PROJECT 1: PROJECT SUMMARY/ABSTRACT Genomic technologies such as exome sequencing and GWAS have not been systematically applied for most benign urological phenotypes prior to our work at the Columbia O’Brien Urology Research Center. We have already successfully applied genome-wide association study (GWAS) and rare copy-number variant analysis to identify novel genes and loci associated with vesicoureteral reflux (VUR). Here we propose to perform exome sequence of VUR patients to identify diagnostic rare single nucleotide variants and perform an exploratory VUR whole exome association study. In collaboration with the Microbial Genomics Biomedical Core we will conduct 16S rRNA sequencing from urine samples of a set of these patients, with both VUR and urinary tract infections (UTI) to generate urinary microbiota profiles. We will then and analyze microbiota profile associations with phenotypic variants and outcomes and with rare genetic variants, and perform a microbiota-common variant genome-wide association study (mGWAS). To extend these genomic studies to other important benign urology phenotypes we will perform a GWAS of common lower urinary tract symptoms (LUTS) phenotypes, followed by phenome-wide association study to uncover risk factors and comorbidities with common genetic etiology. Our proposed studies will leverage existing data and biospecimens from four NIDDK-funded national cohorts, the RIVUR (UTI with VUR), CUTIE (UTI without VUR), CKiD (pediatric chronic kidney disease, including reflux VUR) and LURN (LUTS) study cohorts; as well as two large population cohorts that combine electronic medical records and genomics, from the UK Biobank and the NHGRI-funded eMERGE network. The proposed studies will provide new insight into the pathogenesis of disorders of high relevance to benign urology and also facilitate introduction of genetic testing into the practice of Urology.
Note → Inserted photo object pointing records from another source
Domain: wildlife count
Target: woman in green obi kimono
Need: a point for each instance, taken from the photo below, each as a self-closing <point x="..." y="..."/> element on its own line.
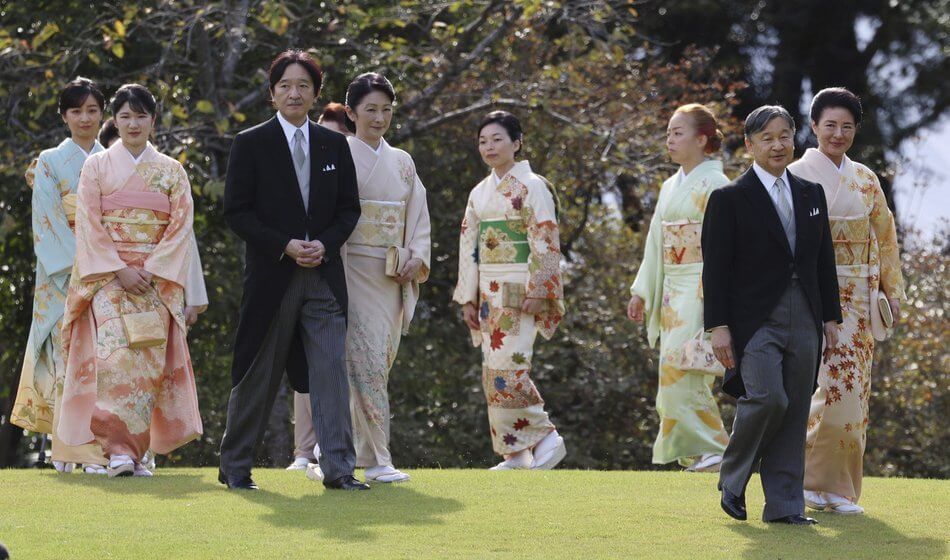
<point x="509" y="287"/>
<point x="54" y="176"/>
<point x="870" y="281"/>
<point x="668" y="294"/>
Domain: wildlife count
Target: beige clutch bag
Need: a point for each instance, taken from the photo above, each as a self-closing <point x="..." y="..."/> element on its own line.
<point x="884" y="307"/>
<point x="396" y="258"/>
<point x="143" y="329"/>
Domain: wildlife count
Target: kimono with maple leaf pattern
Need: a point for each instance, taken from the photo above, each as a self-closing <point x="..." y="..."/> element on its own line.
<point x="53" y="176"/>
<point x="669" y="281"/>
<point x="510" y="243"/>
<point x="868" y="262"/>
<point x="136" y="213"/>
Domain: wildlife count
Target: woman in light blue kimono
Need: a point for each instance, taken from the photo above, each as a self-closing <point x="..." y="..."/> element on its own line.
<point x="54" y="176"/>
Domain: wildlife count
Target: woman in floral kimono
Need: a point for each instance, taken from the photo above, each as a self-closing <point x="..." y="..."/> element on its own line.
<point x="868" y="261"/>
<point x="53" y="176"/>
<point x="129" y="382"/>
<point x="387" y="257"/>
<point x="668" y="295"/>
<point x="509" y="287"/>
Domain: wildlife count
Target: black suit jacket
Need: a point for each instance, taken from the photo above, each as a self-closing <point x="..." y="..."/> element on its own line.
<point x="747" y="261"/>
<point x="263" y="205"/>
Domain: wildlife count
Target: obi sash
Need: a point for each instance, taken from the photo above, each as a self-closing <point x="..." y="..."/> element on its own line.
<point x="852" y="238"/>
<point x="135" y="221"/>
<point x="503" y="242"/>
<point x="682" y="242"/>
<point x="382" y="223"/>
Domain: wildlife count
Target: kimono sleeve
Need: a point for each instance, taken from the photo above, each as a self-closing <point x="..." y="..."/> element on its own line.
<point x="544" y="261"/>
<point x="882" y="222"/>
<point x="96" y="256"/>
<point x="53" y="240"/>
<point x="649" y="281"/>
<point x="171" y="259"/>
<point x="466" y="289"/>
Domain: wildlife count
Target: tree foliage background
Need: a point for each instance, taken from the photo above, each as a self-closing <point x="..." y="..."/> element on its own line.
<point x="594" y="83"/>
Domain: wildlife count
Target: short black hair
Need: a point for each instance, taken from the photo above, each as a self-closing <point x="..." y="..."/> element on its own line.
<point x="294" y="56"/>
<point x="76" y="92"/>
<point x="506" y="120"/>
<point x="108" y="132"/>
<point x="137" y="96"/>
<point x="830" y="98"/>
<point x="761" y="117"/>
<point x="363" y="85"/>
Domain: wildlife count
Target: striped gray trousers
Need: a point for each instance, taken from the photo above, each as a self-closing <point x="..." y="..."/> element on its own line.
<point x="309" y="304"/>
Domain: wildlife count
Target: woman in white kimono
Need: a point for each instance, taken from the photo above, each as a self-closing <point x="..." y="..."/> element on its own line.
<point x="387" y="257"/>
<point x="871" y="287"/>
<point x="509" y="287"/>
<point x="54" y="177"/>
<point x="667" y="293"/>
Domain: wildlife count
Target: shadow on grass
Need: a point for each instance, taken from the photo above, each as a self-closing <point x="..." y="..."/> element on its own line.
<point x="351" y="516"/>
<point x="859" y="536"/>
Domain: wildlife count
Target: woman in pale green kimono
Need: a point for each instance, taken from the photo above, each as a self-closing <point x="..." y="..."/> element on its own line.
<point x="869" y="279"/>
<point x="54" y="176"/>
<point x="668" y="294"/>
<point x="393" y="230"/>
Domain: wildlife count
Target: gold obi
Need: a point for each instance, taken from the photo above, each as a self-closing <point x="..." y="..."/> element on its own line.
<point x="135" y="229"/>
<point x="852" y="239"/>
<point x="681" y="242"/>
<point x="70" y="200"/>
<point x="382" y="224"/>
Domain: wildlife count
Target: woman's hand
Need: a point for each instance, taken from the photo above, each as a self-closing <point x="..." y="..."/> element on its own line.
<point x="134" y="281"/>
<point x="534" y="306"/>
<point x="410" y="271"/>
<point x="635" y="309"/>
<point x="470" y="316"/>
<point x="191" y="314"/>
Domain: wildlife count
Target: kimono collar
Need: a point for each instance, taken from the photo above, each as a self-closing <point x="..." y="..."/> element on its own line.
<point x="521" y="171"/>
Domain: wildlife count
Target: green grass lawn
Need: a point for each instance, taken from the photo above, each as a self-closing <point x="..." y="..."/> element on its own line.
<point x="185" y="513"/>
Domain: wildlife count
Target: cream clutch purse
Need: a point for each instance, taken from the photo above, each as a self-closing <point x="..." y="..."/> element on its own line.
<point x="143" y="329"/>
<point x="884" y="307"/>
<point x="396" y="258"/>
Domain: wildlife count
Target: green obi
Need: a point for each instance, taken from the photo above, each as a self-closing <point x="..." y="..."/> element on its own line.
<point x="503" y="242"/>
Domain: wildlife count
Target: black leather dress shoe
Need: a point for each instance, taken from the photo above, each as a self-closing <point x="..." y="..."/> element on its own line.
<point x="347" y="482"/>
<point x="237" y="482"/>
<point x="733" y="505"/>
<point x="795" y="520"/>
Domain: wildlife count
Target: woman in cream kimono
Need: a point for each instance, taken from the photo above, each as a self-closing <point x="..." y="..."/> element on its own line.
<point x="668" y="294"/>
<point x="509" y="287"/>
<point x="868" y="260"/>
<point x="53" y="176"/>
<point x="387" y="257"/>
<point x="129" y="384"/>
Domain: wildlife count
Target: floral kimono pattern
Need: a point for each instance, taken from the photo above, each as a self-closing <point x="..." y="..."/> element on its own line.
<point x="868" y="262"/>
<point x="53" y="176"/>
<point x="669" y="281"/>
<point x="509" y="250"/>
<point x="394" y="214"/>
<point x="137" y="214"/>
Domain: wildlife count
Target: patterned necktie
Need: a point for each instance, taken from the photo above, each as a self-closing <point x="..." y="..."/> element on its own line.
<point x="783" y="208"/>
<point x="300" y="156"/>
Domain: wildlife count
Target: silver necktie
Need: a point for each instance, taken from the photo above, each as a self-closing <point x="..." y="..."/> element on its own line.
<point x="300" y="156"/>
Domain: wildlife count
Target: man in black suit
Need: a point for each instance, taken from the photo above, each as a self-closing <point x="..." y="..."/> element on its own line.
<point x="770" y="289"/>
<point x="291" y="195"/>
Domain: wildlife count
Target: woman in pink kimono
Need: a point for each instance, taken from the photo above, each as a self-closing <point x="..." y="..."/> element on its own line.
<point x="387" y="257"/>
<point x="129" y="382"/>
<point x="510" y="290"/>
<point x="871" y="288"/>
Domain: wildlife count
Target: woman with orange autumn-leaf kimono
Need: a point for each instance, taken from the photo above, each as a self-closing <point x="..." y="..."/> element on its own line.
<point x="510" y="289"/>
<point x="133" y="247"/>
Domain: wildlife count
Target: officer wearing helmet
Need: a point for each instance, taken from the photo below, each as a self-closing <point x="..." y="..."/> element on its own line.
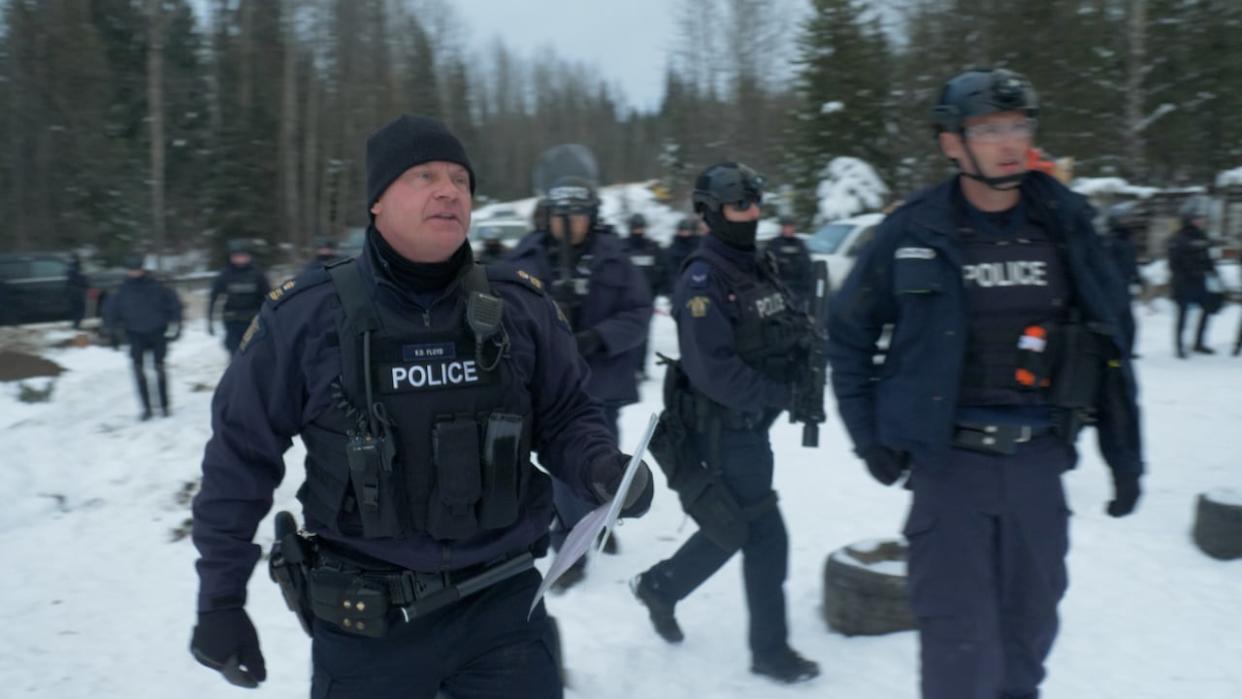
<point x="793" y="261"/>
<point x="421" y="385"/>
<point x="739" y="337"/>
<point x="1007" y="337"/>
<point x="244" y="287"/>
<point x="1194" y="275"/>
<point x="607" y="304"/>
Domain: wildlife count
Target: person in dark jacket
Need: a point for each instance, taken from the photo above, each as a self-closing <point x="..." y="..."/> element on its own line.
<point x="1123" y="220"/>
<point x="244" y="287"/>
<point x="978" y="277"/>
<point x="793" y="261"/>
<point x="686" y="240"/>
<point x="76" y="287"/>
<point x="420" y="384"/>
<point x="739" y="337"/>
<point x="647" y="257"/>
<point x="605" y="301"/>
<point x="149" y="314"/>
<point x="1194" y="275"/>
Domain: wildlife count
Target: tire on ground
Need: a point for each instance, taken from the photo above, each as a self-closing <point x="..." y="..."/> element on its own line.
<point x="1219" y="524"/>
<point x="865" y="589"/>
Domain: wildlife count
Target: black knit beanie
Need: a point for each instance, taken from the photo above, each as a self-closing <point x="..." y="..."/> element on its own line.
<point x="404" y="143"/>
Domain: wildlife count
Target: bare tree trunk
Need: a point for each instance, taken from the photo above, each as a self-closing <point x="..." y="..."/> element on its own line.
<point x="1134" y="93"/>
<point x="155" y="114"/>
<point x="291" y="225"/>
<point x="246" y="82"/>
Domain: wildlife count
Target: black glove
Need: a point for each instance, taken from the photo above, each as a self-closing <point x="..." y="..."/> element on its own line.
<point x="886" y="464"/>
<point x="226" y="641"/>
<point x="589" y="342"/>
<point x="606" y="479"/>
<point x="1125" y="496"/>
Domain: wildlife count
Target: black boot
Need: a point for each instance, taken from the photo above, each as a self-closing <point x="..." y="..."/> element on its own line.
<point x="660" y="610"/>
<point x="785" y="666"/>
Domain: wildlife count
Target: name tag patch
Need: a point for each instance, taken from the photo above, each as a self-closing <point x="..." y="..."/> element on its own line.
<point x="435" y="350"/>
<point x="914" y="253"/>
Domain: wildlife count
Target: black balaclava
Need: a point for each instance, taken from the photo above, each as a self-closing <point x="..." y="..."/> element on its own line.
<point x="419" y="276"/>
<point x="734" y="234"/>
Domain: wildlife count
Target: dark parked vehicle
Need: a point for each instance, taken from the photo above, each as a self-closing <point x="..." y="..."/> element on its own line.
<point x="34" y="288"/>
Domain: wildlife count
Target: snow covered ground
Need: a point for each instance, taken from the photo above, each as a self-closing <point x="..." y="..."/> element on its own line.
<point x="98" y="596"/>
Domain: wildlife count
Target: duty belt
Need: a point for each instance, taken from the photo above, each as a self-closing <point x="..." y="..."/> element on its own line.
<point x="995" y="438"/>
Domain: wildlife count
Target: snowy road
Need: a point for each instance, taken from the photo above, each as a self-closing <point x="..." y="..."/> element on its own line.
<point x="98" y="596"/>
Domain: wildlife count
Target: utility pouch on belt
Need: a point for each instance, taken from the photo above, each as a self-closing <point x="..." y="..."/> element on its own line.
<point x="355" y="604"/>
<point x="374" y="482"/>
<point x="502" y="445"/>
<point x="458" y="481"/>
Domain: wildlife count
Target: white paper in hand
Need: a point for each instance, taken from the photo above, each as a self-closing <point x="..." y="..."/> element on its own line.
<point x="588" y="529"/>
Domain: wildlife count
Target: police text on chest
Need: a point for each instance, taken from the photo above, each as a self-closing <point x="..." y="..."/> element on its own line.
<point x="1011" y="273"/>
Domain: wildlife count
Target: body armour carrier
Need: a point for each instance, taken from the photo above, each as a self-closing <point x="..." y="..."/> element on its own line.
<point x="1017" y="294"/>
<point x="769" y="329"/>
<point x="430" y="435"/>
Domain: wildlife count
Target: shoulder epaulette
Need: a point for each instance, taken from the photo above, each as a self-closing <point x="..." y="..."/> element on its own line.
<point x="507" y="272"/>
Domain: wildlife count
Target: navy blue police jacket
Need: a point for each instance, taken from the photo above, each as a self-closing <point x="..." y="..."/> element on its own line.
<point x="617" y="306"/>
<point x="911" y="277"/>
<point x="281" y="379"/>
<point x="707" y="312"/>
<point x="142" y="306"/>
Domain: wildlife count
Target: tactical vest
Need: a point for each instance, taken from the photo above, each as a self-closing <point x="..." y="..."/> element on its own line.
<point x="1012" y="282"/>
<point x="430" y="432"/>
<point x="769" y="329"/>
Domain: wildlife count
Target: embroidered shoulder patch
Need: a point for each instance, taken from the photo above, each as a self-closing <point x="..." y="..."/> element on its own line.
<point x="698" y="306"/>
<point x="275" y="294"/>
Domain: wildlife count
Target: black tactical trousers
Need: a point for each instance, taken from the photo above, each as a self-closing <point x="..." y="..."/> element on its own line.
<point x="481" y="647"/>
<point x="989" y="536"/>
<point x="1183" y="312"/>
<point x="139" y="345"/>
<point x="747" y="469"/>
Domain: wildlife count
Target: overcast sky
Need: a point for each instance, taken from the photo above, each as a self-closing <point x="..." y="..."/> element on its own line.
<point x="626" y="41"/>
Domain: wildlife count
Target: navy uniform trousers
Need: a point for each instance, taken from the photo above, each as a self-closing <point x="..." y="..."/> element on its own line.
<point x="989" y="536"/>
<point x="481" y="647"/>
<point x="747" y="469"/>
<point x="570" y="509"/>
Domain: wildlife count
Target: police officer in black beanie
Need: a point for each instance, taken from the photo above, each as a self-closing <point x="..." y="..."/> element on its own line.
<point x="420" y="384"/>
<point x="739" y="338"/>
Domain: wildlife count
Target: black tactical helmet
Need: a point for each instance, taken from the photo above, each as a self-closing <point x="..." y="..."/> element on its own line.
<point x="727" y="183"/>
<point x="983" y="91"/>
<point x="573" y="195"/>
<point x="1195" y="206"/>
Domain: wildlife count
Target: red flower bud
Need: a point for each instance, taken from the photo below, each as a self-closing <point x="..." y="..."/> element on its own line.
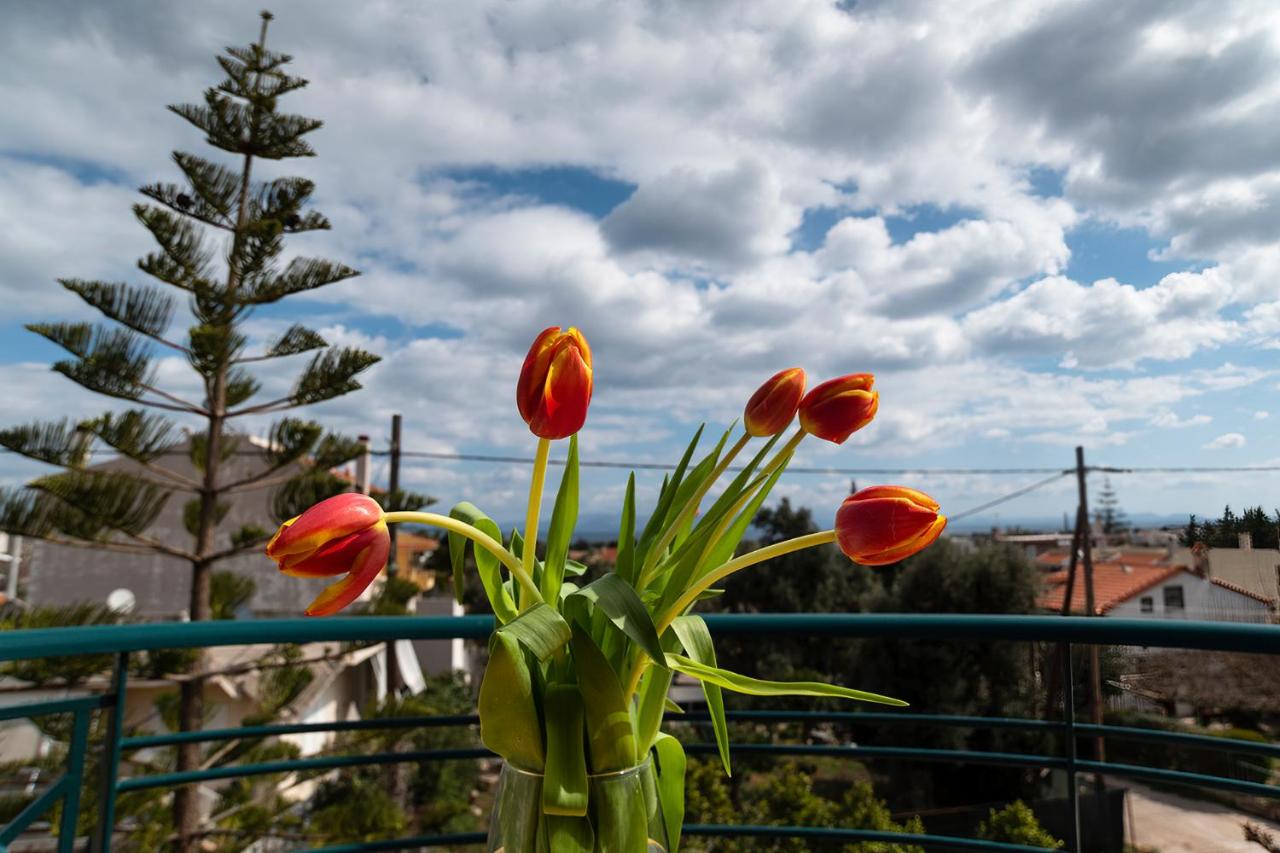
<point x="775" y="404"/>
<point x="883" y="524"/>
<point x="839" y="407"/>
<point x="554" y="387"/>
<point x="344" y="534"/>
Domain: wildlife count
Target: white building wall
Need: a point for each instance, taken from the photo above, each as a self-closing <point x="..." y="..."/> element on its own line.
<point x="1203" y="600"/>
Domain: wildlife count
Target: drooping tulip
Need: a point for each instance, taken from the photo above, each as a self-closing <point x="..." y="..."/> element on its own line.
<point x="343" y="534"/>
<point x="554" y="387"/>
<point x="775" y="404"/>
<point x="839" y="407"/>
<point x="883" y="524"/>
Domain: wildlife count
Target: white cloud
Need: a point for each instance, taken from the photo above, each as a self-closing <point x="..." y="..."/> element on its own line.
<point x="1226" y="439"/>
<point x="1107" y="323"/>
<point x="1170" y="420"/>
<point x="726" y="219"/>
<point x="734" y="121"/>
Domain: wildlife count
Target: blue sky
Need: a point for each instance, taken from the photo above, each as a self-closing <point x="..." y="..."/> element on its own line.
<point x="713" y="192"/>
项目 1：项目摘要/摘要 外显子组测序和 GWAS 等基因组技术尚未在大多数国家得到系统应用。 在我们在哥伦比亚奥布莱恩泌尿学研究中心工作之前，我们已经了解了良性泌尿表型。 已经成功地将全基因组关联研究（GWAS）和罕见拷贝数变异分析应用于 识别与膀胱输尿管反流（VUR）相关的新基因和基因座。 在这里，我们建议对 VUR 患者进行外显子组测序，以鉴定诊断性稀有单核苷酸 变体并与 Microbial 合作进行探索性 VUR 全外显子组关联研究。 Genomics Biomedical Core 我们将从一组患者的尿液样本中进行 16S rRNA 测序， 然后我们将结合 VUR 和尿路感染 (UTI) 来生成尿液微生物群谱并进行分析。 微生物群概况与表型变异和结果以及罕见遗传变异的关联，以及 进行微生物群常见变异全基因组关联研究 (mGWAS)。 为了将这些基因组研究扩展到其他重要的良性泌尿表型，我们将进行 GWAS 常见的下尿路症状（LUTS）表型，然后进行全表组关联研究 发现具有常见遗传病因的危险因素和合并症。 我们提出的研究将利用来自 NIDDK 资助的四个国家队列的现有数据和生物样本， RIVUR（伴有 VUR 的 UTI）、CUTIE（不伴有 VUR 的 UTI）、CKiD（儿童慢性肾病，包括反流） VUR）和 LURN (LUTS) 研究队列；以及两个结合电子医学的大型人群队列； 记录和基因组学，来自英国生物银行和 NHGRI 资助的 eMERGE 网络拟议的研究。 将为与良性泌尿外科高度相关的疾病的发病机制提供新的见解，并促进 将基因检测引入泌尿外科实践。